New Zealanders, like people in many other countries, have a clear pattern of weight stigma. We ourselves saw this when we collected data there in 2010 as part of a study of fat-stigma around the globe. So – how well do the proposed initiatives stack up in terms of reinforcing the messages that make people feel judged?  

Policy: Four year old children will have free pre-school health check. Any overweight ones will be referred to a health professional for clinical assessment, and their families will be given advice on diet and exercise.

Stigma Grade: Fail

Why: Simply highlighting and categorizing children as obese among their peers highlights them as “different” and “defective”. It can create guilt and stress among parents, who are given suggestions that their child is unacceptable and unhealthy because of how they are (not) caring for them. Paul Campos calls this a “particularly invidious form of bullying.”

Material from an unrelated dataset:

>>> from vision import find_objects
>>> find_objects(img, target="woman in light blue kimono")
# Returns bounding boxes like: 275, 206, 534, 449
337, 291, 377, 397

Policy: Weight management guidance will be given pregnant women to support a reduction in the incidence of inappropriate weight gain.

Stigma Grade: Fail

Why: This policy labels women who gain “inappropriate” weight during pregnancy as “high risk”, ignoring their actual health status or their personal choices about how they would want to manage their pregnancies or births. This measure is also likely to create feelings of worry, powerlessness, and guilt in mothers who think their weight will harm their unborn babies, regardless of any clear scientific or medical data to suggest this will actually happen.

Policy: A national media campaign will focus on childhood obesity, to raise public awareness of the health risks of childhood obesity.

Stigma Grade: Fail

Why: Once people are aware of the health risks associated with obesity (as most are), such ads and bulletin boards tend to remind people they are failing, and generate feelings of being judged. The “heart-shaped” ad campaign being rolled out right now all over New Zealand (pictured above) suggests child obesity is all about parents’ responsibility for what children eat. It would be better to promote healthy eating as a community responsibility, rather than reinforcing the idea that parents are to blame.

In the New Zealand campaign, we can detect an underlying, tacit assumption that a little shame might push people towards the lifestyle changes that would help them lose weight. As governments spend more and more on reversing obesity, more awareness of the possible impact of stigmatized thinking on the design of anti-obesity campaigns is needed if the goal is to actually help people live healthier and happier lives.